A 400 grados, la funda de un calentador de cartucho va más allá de ser simplemente una carcasa protectora. Es la principal vía de entrada y salida del calor, la primera línea de defensa contra las amenazas ambientales y una parte muy importante de la estructura. La elección del material de la funda es una elección técnica básica que afecta directamente el funcionamiento del calentador, su duración y su fiabilidad. Elegir la funda incorrecta casi seguramente provocará fallas, mientras que elegir la correcta hará que su solución de calefacción sea fuerte y duradera-.

Acero inoxidable 304: las limitaciones de las aleaciones-de uso general
El acero inoxidable austenítico 304 (AISI 304, 1.4301) es el material más utilizado y menos costoso para calentar en las fábricas. Tiene un buen equilibrio entre ser fácil de moldear, resistente a la corrosión y económico para muchos usos. Pero cuando la temperatura se mantiene a 400 grados o más durante mucho tiempo, sus límites se vuelven claros. El problema más importante es la sensibilización. Cuando la temperatura está entre 425 y 850 grados, el carbono del acero se mueve hacia los límites de los granos e interactúa con el cromo para producir carburos de cromo. Esto elimina el cromo de la matriz circundante, que es el ingrediente que le da al acero inoxidable su calidad "inoxidable" al formar una capa de óxido pasiva. Como resultado, es más probable que esta área se corroa entre los granos y se vuelva más quebradiza, especialmente en condiciones ácidas o ricas en cloruro. 304, es posible que no tenga la estabilidad a largo plazo-necesaria para aplicaciones que deben funcionar todo el tiempo o pasar por ciclos térmicos a 400 grados.
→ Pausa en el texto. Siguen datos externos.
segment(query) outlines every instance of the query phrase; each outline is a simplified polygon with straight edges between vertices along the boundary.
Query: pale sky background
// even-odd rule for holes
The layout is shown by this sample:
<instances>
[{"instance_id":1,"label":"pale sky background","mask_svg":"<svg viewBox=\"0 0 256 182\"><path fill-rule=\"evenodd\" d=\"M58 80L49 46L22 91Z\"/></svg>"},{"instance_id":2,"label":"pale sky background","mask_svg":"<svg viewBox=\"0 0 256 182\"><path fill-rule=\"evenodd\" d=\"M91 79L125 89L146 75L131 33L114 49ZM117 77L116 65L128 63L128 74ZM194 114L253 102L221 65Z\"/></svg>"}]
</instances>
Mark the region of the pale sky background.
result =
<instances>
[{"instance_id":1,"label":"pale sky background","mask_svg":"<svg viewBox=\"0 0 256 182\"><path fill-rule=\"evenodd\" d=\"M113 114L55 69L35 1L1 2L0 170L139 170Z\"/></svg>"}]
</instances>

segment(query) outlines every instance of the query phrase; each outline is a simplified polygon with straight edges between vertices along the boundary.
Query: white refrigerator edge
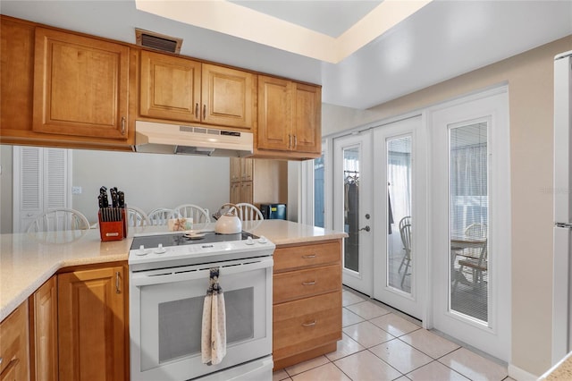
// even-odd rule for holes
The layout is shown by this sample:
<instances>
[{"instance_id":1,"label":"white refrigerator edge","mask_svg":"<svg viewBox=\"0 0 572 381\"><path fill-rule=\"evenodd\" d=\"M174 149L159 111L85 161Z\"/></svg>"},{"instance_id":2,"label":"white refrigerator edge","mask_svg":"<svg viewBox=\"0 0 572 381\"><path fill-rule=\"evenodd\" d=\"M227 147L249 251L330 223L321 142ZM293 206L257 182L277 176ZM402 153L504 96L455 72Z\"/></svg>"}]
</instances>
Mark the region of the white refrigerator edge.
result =
<instances>
[{"instance_id":1,"label":"white refrigerator edge","mask_svg":"<svg viewBox=\"0 0 572 381\"><path fill-rule=\"evenodd\" d=\"M572 348L572 51L554 58L552 364Z\"/></svg>"}]
</instances>

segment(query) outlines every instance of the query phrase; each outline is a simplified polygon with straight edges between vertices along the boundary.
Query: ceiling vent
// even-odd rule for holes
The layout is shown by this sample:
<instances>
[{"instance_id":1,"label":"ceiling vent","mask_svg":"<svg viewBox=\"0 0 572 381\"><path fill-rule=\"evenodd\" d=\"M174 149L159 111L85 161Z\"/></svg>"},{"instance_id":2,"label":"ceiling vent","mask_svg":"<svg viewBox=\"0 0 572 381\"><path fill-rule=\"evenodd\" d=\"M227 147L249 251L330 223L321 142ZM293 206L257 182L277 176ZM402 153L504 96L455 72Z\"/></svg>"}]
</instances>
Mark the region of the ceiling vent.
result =
<instances>
[{"instance_id":1,"label":"ceiling vent","mask_svg":"<svg viewBox=\"0 0 572 381\"><path fill-rule=\"evenodd\" d=\"M136 28L135 42L137 45L141 47L178 55L181 52L182 38L177 38Z\"/></svg>"}]
</instances>

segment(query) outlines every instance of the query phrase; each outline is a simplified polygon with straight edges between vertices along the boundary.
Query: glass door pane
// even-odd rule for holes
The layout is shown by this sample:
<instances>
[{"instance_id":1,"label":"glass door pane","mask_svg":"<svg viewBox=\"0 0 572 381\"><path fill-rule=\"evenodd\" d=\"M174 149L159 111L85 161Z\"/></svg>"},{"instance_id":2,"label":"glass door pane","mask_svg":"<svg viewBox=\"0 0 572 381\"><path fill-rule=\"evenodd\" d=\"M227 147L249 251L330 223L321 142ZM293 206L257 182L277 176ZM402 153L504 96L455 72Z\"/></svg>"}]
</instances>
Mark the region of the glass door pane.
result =
<instances>
[{"instance_id":1,"label":"glass door pane","mask_svg":"<svg viewBox=\"0 0 572 381\"><path fill-rule=\"evenodd\" d=\"M359 148L343 149L344 267L359 271Z\"/></svg>"},{"instance_id":2,"label":"glass door pane","mask_svg":"<svg viewBox=\"0 0 572 381\"><path fill-rule=\"evenodd\" d=\"M389 139L387 149L387 283L411 293L411 136Z\"/></svg>"},{"instance_id":3,"label":"glass door pane","mask_svg":"<svg viewBox=\"0 0 572 381\"><path fill-rule=\"evenodd\" d=\"M449 129L450 309L487 323L489 196L486 122Z\"/></svg>"}]
</instances>

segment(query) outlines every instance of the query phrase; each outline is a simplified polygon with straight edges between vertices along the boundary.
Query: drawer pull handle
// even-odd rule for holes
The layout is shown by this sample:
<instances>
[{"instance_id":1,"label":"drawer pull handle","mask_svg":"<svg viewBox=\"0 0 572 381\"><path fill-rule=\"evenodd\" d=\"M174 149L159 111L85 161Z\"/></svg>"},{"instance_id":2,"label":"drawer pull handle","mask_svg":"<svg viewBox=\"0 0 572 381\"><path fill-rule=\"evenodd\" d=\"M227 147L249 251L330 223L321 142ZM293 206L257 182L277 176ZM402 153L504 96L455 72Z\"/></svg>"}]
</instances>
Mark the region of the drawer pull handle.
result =
<instances>
[{"instance_id":1,"label":"drawer pull handle","mask_svg":"<svg viewBox=\"0 0 572 381\"><path fill-rule=\"evenodd\" d=\"M16 366L18 365L18 363L20 362L20 360L18 360L18 358L13 359L12 361L10 361L8 363L8 366L2 371L2 373L0 373L0 377L4 377L4 376L7 376L10 374L10 372L16 368Z\"/></svg>"},{"instance_id":2,"label":"drawer pull handle","mask_svg":"<svg viewBox=\"0 0 572 381\"><path fill-rule=\"evenodd\" d=\"M125 135L125 116L122 116L122 135Z\"/></svg>"},{"instance_id":3,"label":"drawer pull handle","mask_svg":"<svg viewBox=\"0 0 572 381\"><path fill-rule=\"evenodd\" d=\"M115 293L122 293L121 288L119 286L120 284L120 276L121 275L119 274L119 271L115 272Z\"/></svg>"}]
</instances>

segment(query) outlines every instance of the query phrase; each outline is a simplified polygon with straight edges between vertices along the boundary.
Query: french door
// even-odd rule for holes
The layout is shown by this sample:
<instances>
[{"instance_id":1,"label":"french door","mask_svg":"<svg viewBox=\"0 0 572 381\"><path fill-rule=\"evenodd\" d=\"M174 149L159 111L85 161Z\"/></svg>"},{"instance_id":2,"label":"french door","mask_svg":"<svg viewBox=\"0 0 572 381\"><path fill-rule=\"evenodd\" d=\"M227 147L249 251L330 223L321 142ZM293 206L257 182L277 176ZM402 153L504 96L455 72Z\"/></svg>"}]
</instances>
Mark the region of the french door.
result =
<instances>
[{"instance_id":1,"label":"french door","mask_svg":"<svg viewBox=\"0 0 572 381\"><path fill-rule=\"evenodd\" d=\"M508 94L430 113L434 327L502 360L510 339Z\"/></svg>"},{"instance_id":2,"label":"french door","mask_svg":"<svg viewBox=\"0 0 572 381\"><path fill-rule=\"evenodd\" d=\"M421 116L374 131L374 298L424 320L425 153Z\"/></svg>"},{"instance_id":3,"label":"french door","mask_svg":"<svg viewBox=\"0 0 572 381\"><path fill-rule=\"evenodd\" d=\"M333 142L334 229L343 284L423 319L426 224L421 116Z\"/></svg>"},{"instance_id":4,"label":"french door","mask_svg":"<svg viewBox=\"0 0 572 381\"><path fill-rule=\"evenodd\" d=\"M348 233L343 247L343 284L372 295L373 202L371 131L333 141L333 226Z\"/></svg>"}]
</instances>

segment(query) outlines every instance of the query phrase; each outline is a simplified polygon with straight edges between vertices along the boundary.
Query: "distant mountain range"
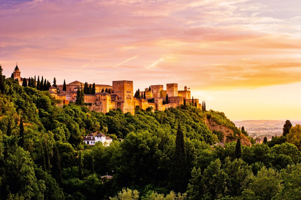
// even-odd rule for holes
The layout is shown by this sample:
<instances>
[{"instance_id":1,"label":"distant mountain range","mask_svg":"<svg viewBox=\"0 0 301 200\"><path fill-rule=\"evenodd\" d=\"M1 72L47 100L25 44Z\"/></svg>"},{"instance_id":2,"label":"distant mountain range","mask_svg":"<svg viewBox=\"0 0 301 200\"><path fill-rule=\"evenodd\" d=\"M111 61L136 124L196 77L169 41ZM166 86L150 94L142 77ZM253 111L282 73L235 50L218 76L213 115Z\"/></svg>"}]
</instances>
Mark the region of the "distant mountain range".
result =
<instances>
[{"instance_id":1,"label":"distant mountain range","mask_svg":"<svg viewBox=\"0 0 301 200\"><path fill-rule=\"evenodd\" d=\"M243 126L245 128L282 128L285 122L285 120L246 120L243 121L233 122L237 127ZM301 121L291 121L293 126L297 124L301 124Z\"/></svg>"}]
</instances>

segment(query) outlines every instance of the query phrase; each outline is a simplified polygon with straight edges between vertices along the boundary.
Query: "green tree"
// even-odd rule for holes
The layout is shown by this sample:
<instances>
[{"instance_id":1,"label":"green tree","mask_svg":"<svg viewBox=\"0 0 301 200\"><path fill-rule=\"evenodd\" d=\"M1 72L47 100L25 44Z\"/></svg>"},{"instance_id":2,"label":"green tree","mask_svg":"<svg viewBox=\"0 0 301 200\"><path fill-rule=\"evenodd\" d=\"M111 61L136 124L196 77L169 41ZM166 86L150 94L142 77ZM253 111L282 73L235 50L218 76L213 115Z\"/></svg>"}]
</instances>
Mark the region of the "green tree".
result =
<instances>
[{"instance_id":1,"label":"green tree","mask_svg":"<svg viewBox=\"0 0 301 200\"><path fill-rule=\"evenodd\" d=\"M91 91L91 94L94 95L95 94L95 91L96 91L96 89L95 88L95 83L93 83L93 85L92 85L92 90ZM111 94L111 90L109 90L109 92L110 92L109 93L109 92L108 92L108 93L109 94Z\"/></svg>"},{"instance_id":2,"label":"green tree","mask_svg":"<svg viewBox=\"0 0 301 200\"><path fill-rule=\"evenodd\" d=\"M20 131L19 132L19 146L21 147L24 147L25 139L24 138L24 127L23 120L21 117L20 119Z\"/></svg>"},{"instance_id":3,"label":"green tree","mask_svg":"<svg viewBox=\"0 0 301 200\"><path fill-rule=\"evenodd\" d=\"M64 79L64 84L63 85L63 91L66 91L67 90L66 88L66 82L65 81L65 79Z\"/></svg>"},{"instance_id":4,"label":"green tree","mask_svg":"<svg viewBox=\"0 0 301 200\"><path fill-rule=\"evenodd\" d=\"M237 139L236 145L235 146L235 152L234 153L234 158L239 159L241 157L241 146L240 144L240 138Z\"/></svg>"},{"instance_id":5,"label":"green tree","mask_svg":"<svg viewBox=\"0 0 301 200\"><path fill-rule=\"evenodd\" d=\"M53 78L53 84L52 85L52 86L56 88L57 87L57 79L55 77Z\"/></svg>"},{"instance_id":6,"label":"green tree","mask_svg":"<svg viewBox=\"0 0 301 200\"><path fill-rule=\"evenodd\" d=\"M185 192L188 183L187 161L184 135L179 122L178 123L175 148L170 174L170 188L176 192Z\"/></svg>"},{"instance_id":7,"label":"green tree","mask_svg":"<svg viewBox=\"0 0 301 200\"><path fill-rule=\"evenodd\" d=\"M23 87L27 86L27 81L25 78L23 78L23 82L22 83L22 86Z\"/></svg>"},{"instance_id":8,"label":"green tree","mask_svg":"<svg viewBox=\"0 0 301 200\"><path fill-rule=\"evenodd\" d=\"M292 125L290 121L289 120L287 120L285 121L284 125L283 125L283 128L282 129L283 130L282 135L284 136L286 136L286 135L289 133L289 130L292 126Z\"/></svg>"}]
</instances>

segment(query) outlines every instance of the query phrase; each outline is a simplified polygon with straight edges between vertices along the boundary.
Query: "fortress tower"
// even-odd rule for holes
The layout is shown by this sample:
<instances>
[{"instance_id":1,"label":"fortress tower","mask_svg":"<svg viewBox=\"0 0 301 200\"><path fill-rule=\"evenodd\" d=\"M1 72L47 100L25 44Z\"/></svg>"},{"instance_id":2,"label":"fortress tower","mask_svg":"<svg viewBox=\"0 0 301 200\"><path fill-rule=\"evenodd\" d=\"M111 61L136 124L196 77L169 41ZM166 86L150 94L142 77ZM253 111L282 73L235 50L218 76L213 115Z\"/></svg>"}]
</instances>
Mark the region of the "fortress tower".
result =
<instances>
[{"instance_id":1,"label":"fortress tower","mask_svg":"<svg viewBox=\"0 0 301 200\"><path fill-rule=\"evenodd\" d=\"M18 67L18 63L17 63L16 65L16 67L15 68L13 74L14 75L14 79L16 80L16 79L18 79L18 81L21 81L21 72L19 69L19 68Z\"/></svg>"},{"instance_id":2,"label":"fortress tower","mask_svg":"<svg viewBox=\"0 0 301 200\"><path fill-rule=\"evenodd\" d=\"M169 97L178 96L178 83L168 83L166 84L166 93Z\"/></svg>"},{"instance_id":3,"label":"fortress tower","mask_svg":"<svg viewBox=\"0 0 301 200\"><path fill-rule=\"evenodd\" d=\"M117 107L120 108L124 113L129 112L133 115L135 112L133 81L113 81L112 86L114 94L118 96L116 99Z\"/></svg>"}]
</instances>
El acero inoxidable 321 es el estándar para el servicio-de alta temperatura-a largo plazo.
El acero inoxidable 321 (1.4541) suele ser la mejora mínima recomendada para un uso confiable y a largo plazo-a 400 grados, especialmente con ciclos térmicos. El principal beneficio es que se estabiliza con titanio. El titanio se une mejor al carbono que al cromo, lo que produce carburos de titanio estables. Básicamente, esto "bloquea" el carbono, lo que evita que el cromo se agote en los límites de los granos y hace que la sensibilización sea menos probable. Esto evita que la aleación se corroa y la hace más flexible a altas temperaturas. Un calentador de cartucho con una funda de 321 es naturalmente más resistente a la fragilidad y la corrosión que podrían afectar al 304 en las mismas condiciones. Esto significa que durará más y funcionará de manera más confiable en entornos industriales difíciles.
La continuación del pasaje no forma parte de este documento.